View Full Version : HELP!!! New baby mindee problems



Jayne Walters
18-09-2014, 09:21 PM
Hi, does anyone have any experience in minding babies (just under a year old) who have never been apart from parents, never socialised with other children and never slept anywhere except on parents or with parents. What do you do if you have other mindees and can't carry the baby round all day? If every time you put the baby down or one of the other children gets too close s/he cries and will not sleep unless s/he is lying on me?
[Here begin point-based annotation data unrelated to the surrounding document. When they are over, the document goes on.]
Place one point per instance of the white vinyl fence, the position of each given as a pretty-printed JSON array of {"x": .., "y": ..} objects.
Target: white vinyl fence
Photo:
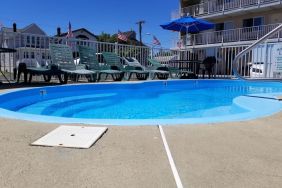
[{"x": 263, "y": 62}]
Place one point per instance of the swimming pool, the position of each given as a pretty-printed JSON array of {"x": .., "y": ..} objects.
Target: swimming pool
[{"x": 145, "y": 103}]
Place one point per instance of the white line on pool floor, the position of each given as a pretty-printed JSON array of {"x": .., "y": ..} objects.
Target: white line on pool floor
[{"x": 170, "y": 159}]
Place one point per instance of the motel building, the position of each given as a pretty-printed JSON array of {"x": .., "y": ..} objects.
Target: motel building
[{"x": 238, "y": 24}]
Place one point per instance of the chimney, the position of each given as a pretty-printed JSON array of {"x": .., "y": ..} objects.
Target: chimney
[
  {"x": 14, "y": 27},
  {"x": 58, "y": 31}
]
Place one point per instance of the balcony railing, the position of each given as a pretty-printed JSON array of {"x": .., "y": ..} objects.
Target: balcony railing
[
  {"x": 226, "y": 36},
  {"x": 221, "y": 6}
]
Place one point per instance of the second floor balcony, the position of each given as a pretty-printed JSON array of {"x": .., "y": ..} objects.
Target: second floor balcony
[
  {"x": 238, "y": 35},
  {"x": 209, "y": 8}
]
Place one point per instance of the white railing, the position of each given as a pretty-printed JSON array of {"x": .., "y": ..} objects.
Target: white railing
[
  {"x": 227, "y": 36},
  {"x": 264, "y": 68},
  {"x": 34, "y": 49},
  {"x": 212, "y": 7}
]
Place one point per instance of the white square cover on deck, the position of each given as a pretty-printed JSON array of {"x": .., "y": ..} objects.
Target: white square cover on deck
[{"x": 71, "y": 136}]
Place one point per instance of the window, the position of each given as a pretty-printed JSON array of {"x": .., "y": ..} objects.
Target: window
[
  {"x": 219, "y": 26},
  {"x": 250, "y": 22},
  {"x": 27, "y": 40}
]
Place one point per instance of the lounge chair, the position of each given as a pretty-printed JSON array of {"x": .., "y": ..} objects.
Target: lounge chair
[
  {"x": 133, "y": 62},
  {"x": 61, "y": 56},
  {"x": 88, "y": 58},
  {"x": 113, "y": 61},
  {"x": 172, "y": 70},
  {"x": 28, "y": 69}
]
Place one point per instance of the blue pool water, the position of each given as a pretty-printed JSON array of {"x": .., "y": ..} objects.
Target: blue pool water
[{"x": 166, "y": 102}]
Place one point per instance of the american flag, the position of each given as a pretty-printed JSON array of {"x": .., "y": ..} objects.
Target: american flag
[
  {"x": 179, "y": 44},
  {"x": 156, "y": 41},
  {"x": 69, "y": 35},
  {"x": 122, "y": 36}
]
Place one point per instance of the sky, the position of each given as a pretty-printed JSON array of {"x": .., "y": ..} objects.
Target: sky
[{"x": 95, "y": 15}]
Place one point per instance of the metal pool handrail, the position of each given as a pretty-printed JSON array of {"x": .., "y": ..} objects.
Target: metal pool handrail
[{"x": 255, "y": 44}]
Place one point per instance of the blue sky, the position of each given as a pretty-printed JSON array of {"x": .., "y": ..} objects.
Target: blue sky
[{"x": 96, "y": 15}]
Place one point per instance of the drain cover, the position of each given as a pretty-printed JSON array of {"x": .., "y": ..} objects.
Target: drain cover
[{"x": 71, "y": 136}]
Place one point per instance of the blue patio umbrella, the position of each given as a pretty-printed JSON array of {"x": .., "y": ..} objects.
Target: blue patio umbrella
[{"x": 188, "y": 24}]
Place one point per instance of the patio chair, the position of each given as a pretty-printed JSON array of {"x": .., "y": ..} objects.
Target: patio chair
[
  {"x": 88, "y": 58},
  {"x": 46, "y": 71},
  {"x": 133, "y": 62},
  {"x": 172, "y": 70},
  {"x": 113, "y": 60},
  {"x": 61, "y": 56}
]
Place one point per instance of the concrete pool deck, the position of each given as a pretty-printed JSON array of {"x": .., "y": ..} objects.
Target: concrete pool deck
[{"x": 238, "y": 154}]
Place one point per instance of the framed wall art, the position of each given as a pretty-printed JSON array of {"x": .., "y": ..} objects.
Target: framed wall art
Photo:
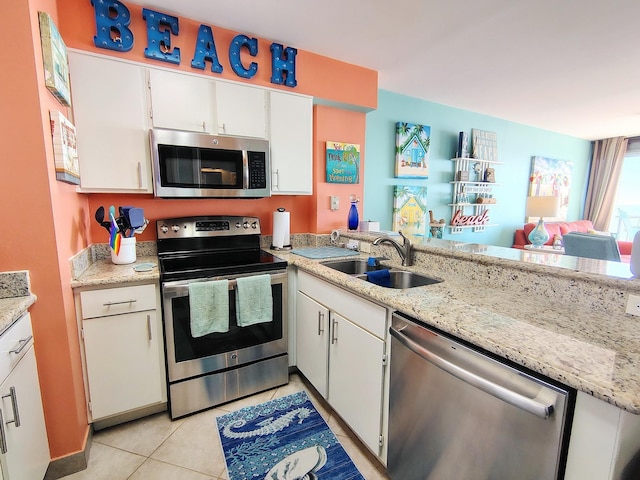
[
  {"x": 412, "y": 150},
  {"x": 551, "y": 177},
  {"x": 54, "y": 58},
  {"x": 343, "y": 162},
  {"x": 410, "y": 209}
]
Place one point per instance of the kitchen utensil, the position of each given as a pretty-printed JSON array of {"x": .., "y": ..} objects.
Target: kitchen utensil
[{"x": 99, "y": 215}]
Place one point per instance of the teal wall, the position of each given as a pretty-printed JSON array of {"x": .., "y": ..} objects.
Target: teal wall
[{"x": 516, "y": 145}]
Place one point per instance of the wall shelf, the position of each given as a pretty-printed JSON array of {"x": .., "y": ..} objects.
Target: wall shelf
[{"x": 467, "y": 189}]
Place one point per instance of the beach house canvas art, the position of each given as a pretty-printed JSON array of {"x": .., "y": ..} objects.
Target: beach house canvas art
[{"x": 412, "y": 150}]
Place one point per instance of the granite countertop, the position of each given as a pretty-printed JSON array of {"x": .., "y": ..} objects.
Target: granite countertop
[
  {"x": 570, "y": 341},
  {"x": 105, "y": 272},
  {"x": 15, "y": 297},
  {"x": 11, "y": 309}
]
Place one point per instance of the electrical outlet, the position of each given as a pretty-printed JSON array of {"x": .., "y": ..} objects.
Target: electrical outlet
[{"x": 633, "y": 305}]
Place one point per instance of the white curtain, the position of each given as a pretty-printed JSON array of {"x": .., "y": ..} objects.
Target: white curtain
[{"x": 606, "y": 164}]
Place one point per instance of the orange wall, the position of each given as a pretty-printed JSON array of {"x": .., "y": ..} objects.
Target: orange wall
[
  {"x": 331, "y": 124},
  {"x": 319, "y": 76},
  {"x": 48, "y": 223}
]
Please help!!! My children were dragged around baby groups from day one and slept in their own bedrooms at 6 months - I have no experience with this.

Thanks

Jayne

natlou82
18-09-2014, 09:42 PM
I know they ll be plenty of advice to come on this. I would say go with the flow, I think a few will suggest a sling to keep baby close for a while whilst keeping hands free. The important thing is that baby builds a bond and begins to feel secure in your care. It can take time, I looked after a little one like this, after a few weeks we turned a huge corner, she is now completely settled with me and it's a total joy looking after her, good luck :-)

Jayne Walters
18-09-2014, 09:48 PM
Thanks. I did think about the sling I had when my toddler was little but dismissed it as the baby is big and heavy but I will drag it down from the loft and give it a go next time. It's only temporary at the moment and only a couple of hours at a time and I think the long periods of time in between make it like starting from scratch every time.

natlou82
18-09-2014, 09:59 PM
It does make it more difficult if there's long periods of time in between. Will this become a permanent contract down the line?

gwm
18-09-2014, 10:24 PM
Whatever system you decide you use, you must get the parents to start implementing a schedule similar to yours. It will be very unfair of them to expect you to settle their little child as they continue with their 'normal' settling routine. They should be getting the little one into a routine that is consistant in both houses. You cannot be expected to ignore your other children while the baby is only looking for what it is used to.